Peru’s golden boy

The films and TV shows wowing viewers from Lima to Tel Aviv, including the childhood of a football icon

Hope strikes eternal
“Guerrero” (Warrior) traces the early life of Paolo Guerrero Gonzales, captain of Peru’s national football team. He’s its all-time top scorer and the only Peruvian ever nominated for FIFA’s coveted Ballon d’Or award. The film’s young star (above) was selected via reality TV from more than 5,000 hopefuls. In a country mad about the beautiful game, “Guerrero” has been a sure-fire hit. But Peru has not played in a World Cup since 1982 and its chance at Russia 2018 appears to be slipping away. At least the runaway success of the film, produced by Tondero, a local company, points to a rosier future for Peruvian cinema.

Historical take two
How old is Kazakhstan? In 2014 Vladimir Putin, fresh from annexing Crimea, outraged Kazakhs by dismissing their history as dating only from the collapse of the Soviet Union. Now they have retaliated with a historical epic showcasing Kazakhstan’s illustrious past. Rustem Abdrashev’s “Almas Kylysh” (The Diamond Sword) is wowing cinema-goers with the tale of swashbuckling heroes Zhanibek and Kerey vanquishing foes to found the Kazakh Khanate. Romanticised and historically dubious? Perhaps. But Kazakhstan, under Russia’s yoke for nearly 300 years, celebrates this story as the genesis of its statehood. The Khanate was founded in 1465, so Kazakhstan turns not 26 this year, but 552.

Take a long hard look
In the run-up to the most divisive election in years, the documentary “Wit is ook een kleur” (White is also a colour) by Sunny Bergman has been sparking difficult conversations in the Netherlands. It asks why highly educated, supposedly liberal white people often respond so defensively to questions of racism and privilege. But as well as prompting many white families to broach the subject of race, Bergman has been the target of ugly nationalist rants flooding social media. A clearer picture of the polarised state of the nation would be hard to find.

The power of pop
Across the 187 inhabited islands of the Maldives, Twitter parties have resumed for the smallest edition of the global Pop Idol franchise. “Maldivian Idol” first swept the atolls last year, temporarily uniting a 400,000-strong Islamic nation riven by years of political feuding. Politicians still tried to get in on the action – the winner received congratulations from all the ailing democracy’s recent presidents, even those in exile overseas. With the repeatedly delayed local elections now scheduled a few weeks from the grand finale on April 30th, politics and pop idols will cross paths again.

Sex and the city
“In Between” is a film about three ordinary women living in Tel Aviv, Israel’s coastal liberal hub with more than its fair share of sex, drugs and parties. But the women are young Arab Israelis from the Muslim-majority cities of Nazareth and Umm al-Fahm. Alienated from their more conservative hometowns, they never fully belong in the overwhelmingly Jewish metropolis either (the film’s Hebrew title translates as “Neither Here Nor There”). It has won awards from Toronto to Haifa and Arab Israelis have flocked to screenings, praising its portrayal of their complex realities. But Umm al-Fahm’s city council has called for it to be boycotted for “insulting Islam”.

Third eye blind
After years of disappointment, Bulgaria has been bathing in the glory of its first Oscar nomination. Strictly speaking, the eight-minute animated short, “Blind Vaysha” (above), is a Canadian production, but it is the creation of Bulgarian animator Teodor Ushev, adapted from a short story by another prominent Bulgarian, poet and playwright Georgi Gospodinov, and scored by their compatriot Kottarashky. Little Vaysha is blind because her left eye can see only the past, while her right sees only the future. Her plight has unsettled audiences who see in it their country’s own dilemma: a proud EU member haunted by its communist past, a nation of emigrants hostile to refugees, dreaming of prosperity but fearful of the future.
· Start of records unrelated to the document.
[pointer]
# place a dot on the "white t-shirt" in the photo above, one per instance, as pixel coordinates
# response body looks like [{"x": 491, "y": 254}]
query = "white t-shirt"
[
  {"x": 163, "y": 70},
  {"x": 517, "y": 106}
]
Grappling with stereotypes
The new highest-grossing film in the history of Bollywood is not what you expect. Based on a true story, “Dangal” (a wrestling bout) follows two sisters in rural India whose father, not blessed with sons, decides to train them to become world-champion wrestlers. Few things get Indian audiences’ hearts racing like a good sports film, but “Dangal” also comes at a time when Indian sportswomen have far outshone their male counterparts, bringing home both Indian medals from last year’s Olympics, including one in wrestling. “Girls saved our faces” was the common refrain after the country’s otherwise dismal performance. In the closing minutes of the film, as the older sister triumphs against all odds, the national anthem has brought audiences across India to their feet in spontaneous mass standing ovations.